Git Basics

The recommendation for this course is to fork this repo, take any notes/do the assignment in your fork, add the original as a remote, and regularly pull any changes that I upload to the main repo. If you understand what all that means and know how to do it, you can probably skip the rest of this notebook. If not, read on!

Introduction

Git is a popular form of version control. When used properly, Git allows you to track the evolution of your files over time and eliminates the need to keep multiple copies of the same code when experimenting with breaking changes. For example, you can see the history of how the materials for this workshop were prepared here. Git is also an effective way to coordinate the collaboration of multiple users working on the same code base. I've chosen to put the materials of this TensorFlow workshop in a GitHub repository to facilitate getting this material out to the Duke-Tsinghua MLSS class, while also making it easy to send out any updates to these lecture materials.

Installation

If you don't already use Git or have it installed, I highly recommend it integrating it into your workflow, not just for this workshop, but for your class work, work work, or research. Follow the instructions corresponding to your operating system.

Ubuntu

There's a good chance you already have Git installed. Check first by typing into your command line:

git --version

If you get a "git: command not found", Git can be easily installed with:

sudo apt-get install git

Once installed, Git commands can be typed directly into the command line.

Windows

If you're on Windows and you don't remember installing Git, you probably don't have it. Download Git for Windows here, run the set-up .exe, and follow the instructions. If you're unsure, stick to the default settings.

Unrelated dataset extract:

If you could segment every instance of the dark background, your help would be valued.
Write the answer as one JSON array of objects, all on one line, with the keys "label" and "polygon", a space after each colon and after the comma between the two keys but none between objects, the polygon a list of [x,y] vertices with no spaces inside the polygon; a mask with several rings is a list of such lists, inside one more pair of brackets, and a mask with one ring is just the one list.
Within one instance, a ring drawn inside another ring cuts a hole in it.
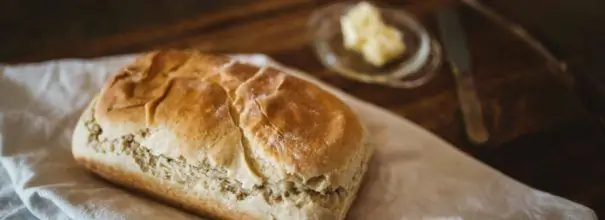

If you chose the default installation options, you should now have Git BASH installed, a Linux/Unix style BASH emulator. See the explanation of git status for a screenshot of what it looks like. Git commands can be typed directly into this shell.

Mac OS X

First, check if you have Git installed already by typing the following into a Terminal:

git --version

Download Git here and follow the instructions for installation. If you're unsure, stick to the default settings.

You can verify your installation by typing git --version again into your terminal.

GUI versions of Git (optional)

If command lines make you nervous, there are lots of free Git GUIs out there. If you'd rather use a GUI, you're free to download whichever you like, but as a recommendation, I personally like using Atlassian's SourceTree:

The rest of this notebook is written for command line Git, but the concepts for Git with a GUI are the same, so if you're unfamiliar with Git, read on and try to find the matching buttons in your GUI.

Usage for this class

Git is capable of quite a bit, and learning all the commands available would both take too long and be total overkill for this workshop. If you want to understand the commands you're about to type, read the next section (Important Commands and Terminology to Know) first, but if you just want to get up and going:

Fork and clone

  1. Go to the class's repo and click "Fork" in the upper right corner:

  2. If you don't have an account, make one at the prompt. If you have one already, sign in.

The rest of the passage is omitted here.